Having looked at how Joe Lumley and Dean Bouzanis have got on so far this season, today we’re turning our attention to the wing-backs. It’s a new area of focus, seeing as this is the first campaign in recent years in which Reading have really committed to playing a back three with wing-backs.
Fortunately, with the one exception, Reading’s wing-backs have fared well. We’ll also cover a couple more players who’ve appeared at wing-back but generally played elsewhere in a later installment on the centre-backs.
As before, the rules on grading the players are as follows: everyone gets a grade from A to E based on how the season’s gone for them overall: very good (A), good (B), OK (C), bad (D), very bad (E). Instead of judging them solely on their performances on the pitch, we’ll also factor in how well these players have lived up to expectations, how often they’ve been able to actually play, and more.
Be honest, you didn’t have ‘Junior Hoilett: wing-back extraordinaire’ down as something that would happen this season, did you? Hoilett’s transition from left-winger in his first campaign at Reading to right-wing-back (with the occasional appearance on the other flank) in his second has been hugely impressive.
He’s made that adjustment smoothly. Although he’s too old to have the energy to constantly bomb up and down the wing, he’s still a mature, experienced and well-rounded player who’s an asset in all thirds of the pitch.
Hoilett was better earlier on in the campaign, particularly in that home win over Blackburn Rovers when he scored an excellent goal. Although he’s faded somewhat since, perhaps with one eye on the World Cup (where he played three times for Canada), he still comes out with one of our highest average ratings and only Tom Ince beats his three MOTM awards.
Strictly speaking Yiadom should probably be in with the centre halves as he’s so often played on the right side of a back three, but for the sake of balancing out the articles a bit I’ve shunted him into the wing-backs section. He has played here though so I’m not cheating that much.
Last term’s player of the season hasn’t dropped off massively, but I don’t think he’s quite at the same level he was in 2021/22. I’m quibbling though - Yiadom’s been solid and consistent at the back for Reading: dependable defensively and an asset in possession too.
This season feels like a massive damp squib for someone whose arrival had been so keenly anticipated. For ages we knew that Reading needed a quality left-wing-back and thought we’d got it in the shape of returning loanee Baba Rahman, but he’s not lived up to expectations.

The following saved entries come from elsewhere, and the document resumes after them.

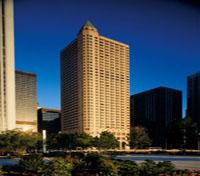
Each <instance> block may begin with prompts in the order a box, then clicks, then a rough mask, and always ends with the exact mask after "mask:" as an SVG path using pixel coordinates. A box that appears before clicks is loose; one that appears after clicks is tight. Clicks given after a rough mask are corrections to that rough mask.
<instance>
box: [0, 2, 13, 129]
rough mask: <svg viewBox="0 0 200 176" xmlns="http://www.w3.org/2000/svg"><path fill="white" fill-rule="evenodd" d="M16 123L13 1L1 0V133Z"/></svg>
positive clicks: (0, 51) (0, 124) (0, 13)
mask: <svg viewBox="0 0 200 176" xmlns="http://www.w3.org/2000/svg"><path fill="white" fill-rule="evenodd" d="M15 123H16V117H15V68H14V22H13V1H12V0H0V131H5V130H11V129H14V128H15Z"/></svg>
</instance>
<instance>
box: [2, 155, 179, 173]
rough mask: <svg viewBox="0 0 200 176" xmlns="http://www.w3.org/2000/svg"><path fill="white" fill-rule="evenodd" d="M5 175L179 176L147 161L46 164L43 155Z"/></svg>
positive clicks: (95, 157)
mask: <svg viewBox="0 0 200 176" xmlns="http://www.w3.org/2000/svg"><path fill="white" fill-rule="evenodd" d="M3 172H4V174H2V175H9V176H12V175H24V176H25V175H26V176H36V175H37V176H72V175H73V176H84V175H90V176H148V175H152V176H159V175H160V174H163V175H164V174H166V175H172V174H174V175H175V174H176V169H175V167H174V165H173V164H172V163H170V162H159V163H155V162H154V161H150V160H148V161H145V162H143V163H141V164H137V163H136V162H134V161H123V160H115V159H112V158H110V157H103V156H99V155H97V154H88V155H86V156H84V155H82V156H80V155H77V156H73V157H72V156H67V157H64V158H53V159H50V160H45V159H44V158H43V156H42V155H40V154H39V155H38V154H33V155H27V156H24V157H22V159H21V160H20V162H19V165H16V166H14V167H4V168H3V169H2V173H3Z"/></svg>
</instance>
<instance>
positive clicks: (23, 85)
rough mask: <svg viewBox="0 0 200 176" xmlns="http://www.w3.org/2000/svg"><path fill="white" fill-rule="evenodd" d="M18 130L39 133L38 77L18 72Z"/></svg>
mask: <svg viewBox="0 0 200 176" xmlns="http://www.w3.org/2000/svg"><path fill="white" fill-rule="evenodd" d="M15 76H16V78H15V80H16V128H18V129H21V130H23V131H28V130H30V131H37V91H36V75H35V74H33V73H27V72H22V71H16V73H15Z"/></svg>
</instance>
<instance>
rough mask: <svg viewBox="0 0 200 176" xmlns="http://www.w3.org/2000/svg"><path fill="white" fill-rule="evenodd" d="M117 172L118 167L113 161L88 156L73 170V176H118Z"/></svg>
mask: <svg viewBox="0 0 200 176" xmlns="http://www.w3.org/2000/svg"><path fill="white" fill-rule="evenodd" d="M117 171H118V170H117V165H115V164H114V162H113V161H112V160H110V159H108V158H104V157H100V156H99V155H96V154H88V155H87V156H86V157H84V158H83V160H81V162H80V163H79V164H77V165H76V166H75V167H74V168H73V171H72V175H74V176H76V175H90V176H117Z"/></svg>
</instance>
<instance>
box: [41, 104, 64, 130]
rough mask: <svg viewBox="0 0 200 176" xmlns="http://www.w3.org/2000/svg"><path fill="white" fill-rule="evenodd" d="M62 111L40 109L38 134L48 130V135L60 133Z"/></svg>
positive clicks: (53, 109)
mask: <svg viewBox="0 0 200 176" xmlns="http://www.w3.org/2000/svg"><path fill="white" fill-rule="evenodd" d="M60 116H61V113H60V110H57V109H46V108H40V109H38V132H42V130H46V131H47V134H48V133H58V132H59V131H61V121H60Z"/></svg>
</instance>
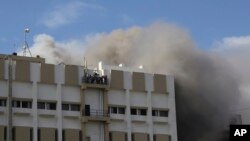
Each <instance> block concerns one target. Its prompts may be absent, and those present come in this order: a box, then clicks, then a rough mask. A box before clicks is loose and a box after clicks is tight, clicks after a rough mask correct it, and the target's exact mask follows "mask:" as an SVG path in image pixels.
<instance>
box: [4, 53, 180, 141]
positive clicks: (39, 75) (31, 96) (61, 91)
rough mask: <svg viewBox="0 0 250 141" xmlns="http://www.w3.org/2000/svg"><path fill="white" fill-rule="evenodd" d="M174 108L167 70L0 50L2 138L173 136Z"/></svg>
mask: <svg viewBox="0 0 250 141" xmlns="http://www.w3.org/2000/svg"><path fill="white" fill-rule="evenodd" d="M175 110H176V109H175V92H174V78H173V76H170V75H162V74H149V73H145V72H143V71H142V70H139V69H138V70H136V71H134V70H129V69H127V68H123V67H114V66H106V65H103V64H101V63H99V65H98V67H97V69H96V70H91V69H87V68H85V67H83V66H75V65H65V64H62V63H61V64H58V65H54V64H46V63H45V59H43V58H34V57H21V56H16V55H0V141H6V140H14V141H177V129H176V128H177V126H176V111H175ZM10 138H11V139H10Z"/></svg>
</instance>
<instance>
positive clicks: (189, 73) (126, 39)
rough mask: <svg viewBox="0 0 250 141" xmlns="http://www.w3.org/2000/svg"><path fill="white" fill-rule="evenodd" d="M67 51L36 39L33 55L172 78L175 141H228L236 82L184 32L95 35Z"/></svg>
mask: <svg viewBox="0 0 250 141" xmlns="http://www.w3.org/2000/svg"><path fill="white" fill-rule="evenodd" d="M70 45H72V44H71V42H70V43H68V44H66V45H65V44H63V43H55V41H54V40H53V38H51V37H50V36H48V35H39V36H38V37H37V38H36V40H35V44H34V45H33V47H32V51H33V52H35V53H36V54H40V55H41V56H42V57H45V58H47V59H49V62H52V63H59V62H65V63H73V64H80V63H81V62H82V59H83V57H84V56H85V57H86V58H87V59H88V63H89V64H97V62H98V61H103V62H104V63H105V64H109V65H118V64H120V63H122V64H124V65H125V66H133V67H135V66H139V65H143V66H144V68H145V70H146V71H148V72H153V73H164V74H165V73H167V74H173V75H174V76H175V79H176V97H177V100H176V105H177V122H178V123H177V124H178V138H179V140H180V141H219V140H227V139H225V138H223V135H224V133H223V131H224V129H225V128H226V127H225V124H224V123H226V122H227V118H228V112H229V108H230V106H231V105H232V103H236V102H237V97H238V94H239V91H238V87H239V83H238V79H237V77H236V76H235V74H234V72H233V71H232V69H231V68H230V67H229V66H228V65H227V63H226V62H225V61H224V60H223V59H221V58H220V57H218V56H216V55H213V54H210V53H207V52H203V51H201V50H200V49H198V48H197V47H196V46H195V44H194V43H193V41H192V38H191V37H190V35H189V34H188V32H187V31H185V30H184V29H181V28H179V27H177V26H175V25H173V24H166V23H155V24H152V25H151V26H149V27H144V28H141V27H133V28H129V29H126V30H123V29H119V30H115V31H113V32H111V33H106V34H105V33H104V34H99V35H98V36H95V37H93V39H90V40H88V43H83V42H75V45H76V46H78V47H77V49H76V48H74V47H73V46H71V47H69V46H70ZM79 46H82V47H79ZM44 47H46V48H47V49H46V50H45V52H44V49H42V48H44ZM72 49H74V51H72Z"/></svg>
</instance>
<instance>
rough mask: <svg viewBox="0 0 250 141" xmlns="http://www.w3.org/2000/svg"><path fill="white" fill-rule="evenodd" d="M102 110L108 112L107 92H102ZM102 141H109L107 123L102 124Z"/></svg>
mask: <svg viewBox="0 0 250 141" xmlns="http://www.w3.org/2000/svg"><path fill="white" fill-rule="evenodd" d="M103 110H104V112H108V90H106V89H105V90H103ZM103 124H104V127H103V128H104V141H109V121H108V122H104V123H103Z"/></svg>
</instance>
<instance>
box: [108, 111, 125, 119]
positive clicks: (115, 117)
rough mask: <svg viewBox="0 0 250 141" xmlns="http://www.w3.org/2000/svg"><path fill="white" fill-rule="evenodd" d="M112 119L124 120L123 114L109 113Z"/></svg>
mask: <svg viewBox="0 0 250 141" xmlns="http://www.w3.org/2000/svg"><path fill="white" fill-rule="evenodd" d="M110 119H112V120H125V114H112V113H111V114H110Z"/></svg>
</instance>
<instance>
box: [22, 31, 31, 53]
mask: <svg viewBox="0 0 250 141" xmlns="http://www.w3.org/2000/svg"><path fill="white" fill-rule="evenodd" d="M29 32H30V29H29V28H25V29H24V44H23V56H27V53H29V55H30V57H32V55H31V52H30V49H29V45H28V42H27V33H29Z"/></svg>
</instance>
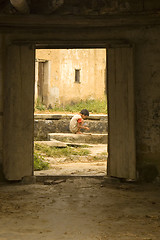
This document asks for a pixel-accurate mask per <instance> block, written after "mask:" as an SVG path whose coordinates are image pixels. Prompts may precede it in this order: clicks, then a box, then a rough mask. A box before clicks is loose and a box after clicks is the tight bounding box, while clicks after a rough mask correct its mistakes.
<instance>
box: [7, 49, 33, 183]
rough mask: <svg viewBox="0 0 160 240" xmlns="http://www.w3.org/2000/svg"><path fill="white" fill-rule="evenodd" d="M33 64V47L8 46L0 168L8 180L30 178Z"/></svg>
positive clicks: (7, 179) (31, 142) (32, 138)
mask: <svg viewBox="0 0 160 240" xmlns="http://www.w3.org/2000/svg"><path fill="white" fill-rule="evenodd" d="M34 63H35V56H34V48H33V47H32V46H30V45H24V46H22V45H20V46H18V45H10V46H8V49H7V61H6V73H5V81H4V115H3V116H4V129H5V134H4V136H3V139H4V140H3V141H4V142H3V146H4V149H3V157H4V159H3V168H4V176H5V178H6V179H7V180H21V179H22V178H23V177H29V176H32V175H33V135H34V134H33V125H34V78H35V73H34V65H35V64H34Z"/></svg>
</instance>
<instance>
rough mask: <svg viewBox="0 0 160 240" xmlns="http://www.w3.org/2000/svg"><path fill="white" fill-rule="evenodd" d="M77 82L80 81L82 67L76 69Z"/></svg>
mask: <svg viewBox="0 0 160 240" xmlns="http://www.w3.org/2000/svg"><path fill="white" fill-rule="evenodd" d="M75 82H76V83H80V69H75Z"/></svg>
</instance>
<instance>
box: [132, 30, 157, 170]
mask: <svg viewBox="0 0 160 240" xmlns="http://www.w3.org/2000/svg"><path fill="white" fill-rule="evenodd" d="M147 35H149V33H148V34H147ZM148 37H149V38H150V40H149V41H147V42H145V41H144V42H143V43H141V44H139V45H137V47H136V54H135V55H136V60H137V61H136V63H135V70H136V77H135V90H136V130H137V132H136V140H137V160H138V161H137V166H138V167H139V168H140V169H141V168H143V166H144V165H146V164H147V165H148V166H149V167H150V168H151V165H155V166H157V168H158V169H159V171H160V68H159V66H160V45H159V37H160V29H158V28H157V29H156V28H155V29H153V30H150V36H148ZM146 171H147V170H146Z"/></svg>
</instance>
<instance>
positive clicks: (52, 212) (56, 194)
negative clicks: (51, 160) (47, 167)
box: [0, 177, 160, 240]
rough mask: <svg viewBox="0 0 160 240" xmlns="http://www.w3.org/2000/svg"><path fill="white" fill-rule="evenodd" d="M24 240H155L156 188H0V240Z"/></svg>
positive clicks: (159, 232)
mask: <svg viewBox="0 0 160 240" xmlns="http://www.w3.org/2000/svg"><path fill="white" fill-rule="evenodd" d="M56 183H57V184H56ZM28 239H29V240H42V239H43V240H159V239H160V186H158V185H151V184H138V183H122V182H116V181H115V182H108V180H107V179H106V178H103V177H96V178H93V177H70V178H66V179H65V180H64V181H63V182H56V181H53V184H51V185H44V183H36V184H31V185H22V184H20V183H19V184H15V183H12V184H11V183H10V184H1V185H0V240H28Z"/></svg>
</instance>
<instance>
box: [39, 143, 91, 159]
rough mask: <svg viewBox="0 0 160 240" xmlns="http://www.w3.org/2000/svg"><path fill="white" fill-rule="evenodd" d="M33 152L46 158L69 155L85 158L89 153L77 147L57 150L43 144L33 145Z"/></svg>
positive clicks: (85, 150) (88, 152) (70, 147)
mask: <svg viewBox="0 0 160 240" xmlns="http://www.w3.org/2000/svg"><path fill="white" fill-rule="evenodd" d="M35 150H36V151H38V152H39V153H43V154H44V155H45V156H47V157H63V156H70V155H80V156H86V155H88V154H89V153H90V151H89V150H87V149H82V148H79V147H76V148H73V147H65V148H57V147H52V146H46V145H44V144H37V143H36V144H35Z"/></svg>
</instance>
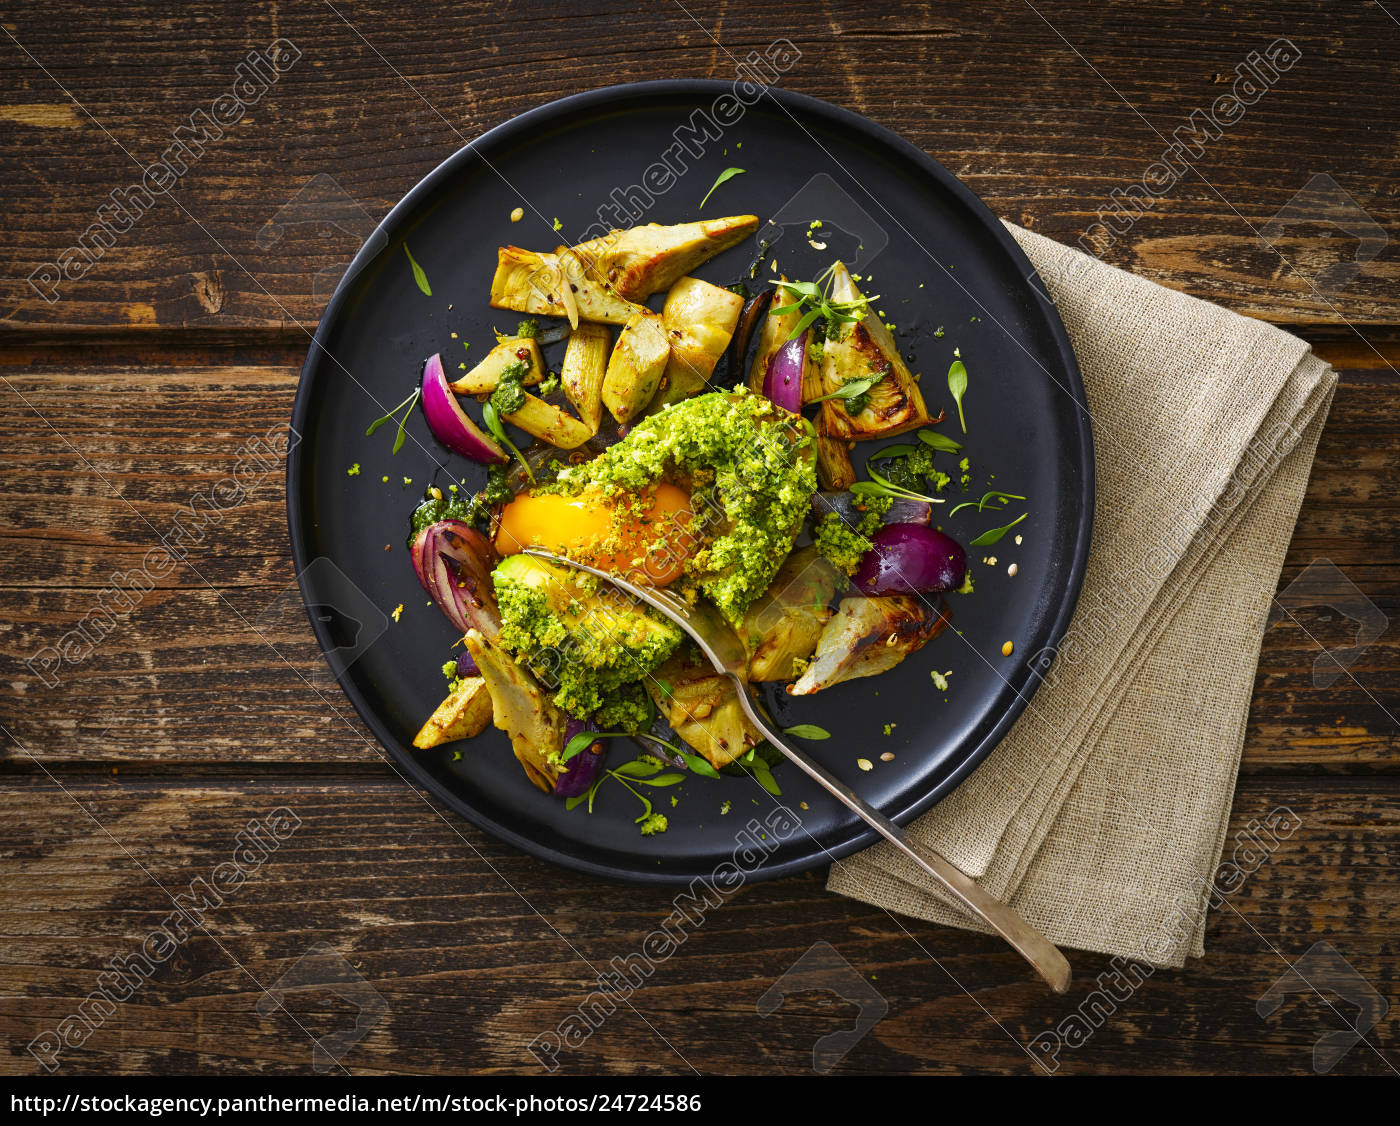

It’s less that Rahman’s been outright bad, more that he’s been frustratingly underwhelming. He’s yet to put in a standout performance, not getting more than 6/10 in our Ratings on any occasion. Whether it’s been down to a lack of fitness, the distraction of the Qatar World Cup (where he played for Ghana) or anything else, Reading aren’t getting value of Rahman.
Reading’s best-performing left-wing-back this season has been the guy generally sitting on the bench in recent months. Spare a thought for Nesta Guinness-Walker who, despite showing promise in his earlier appearances and currently being behind a below-par Baba Rahman in the pecking order, is struggling to get a look in.
Let’s not get too carried away here: we naturally tend to subconsciously think that bit more highly of the guy who isn’t playing when the one on the pitch is under-performing. And Guinness-Walker certainly isn’t perfect; he’s got room for improvement defensively in particular, as shown by some poor showings at Blackpool and Rotherham United.
But on the basis of this season he’s a bigger attacking threat than Rahman, looking that bit more aggressive and positive going forwards. He’s also got one of the best average ratings in the squad and has a higher performance ceiling - Guinness-Walker at his best is better than Rahman at his best. He performed admirably in excellent team displays against Blackburn and Norwich City, but really stood out in the 3-1 win over Huddersfield Town.
That said, I’ve got to factor in how the season’s gone for him overall, not just his performances. For whatever reason, Ince hasn’t been trusting Guinness-Walker recently, handing the former AFC Wimbledon man just one sub appearance in the nine matches before Christmas.
I’d hoped this season would be a breakout one for Kelvin Abrefa, who made his debut last season and showed some quality in the first team. Instead he’s had to make do generally with under-21 football, plus two appearances off the bench in the Championship and one start in the League Cup.
John Clarke, a summer arrival from Port Vale into Reading’s academy, is one above Abrefa on the appearances front: a solitary start at left-wing-back in the same League Cup match plus three introductions from the bench in the Championship. One of those (admittedly as a centre half in a back three) included an excellent block that helped secure a clean sheet against Middlesbrough.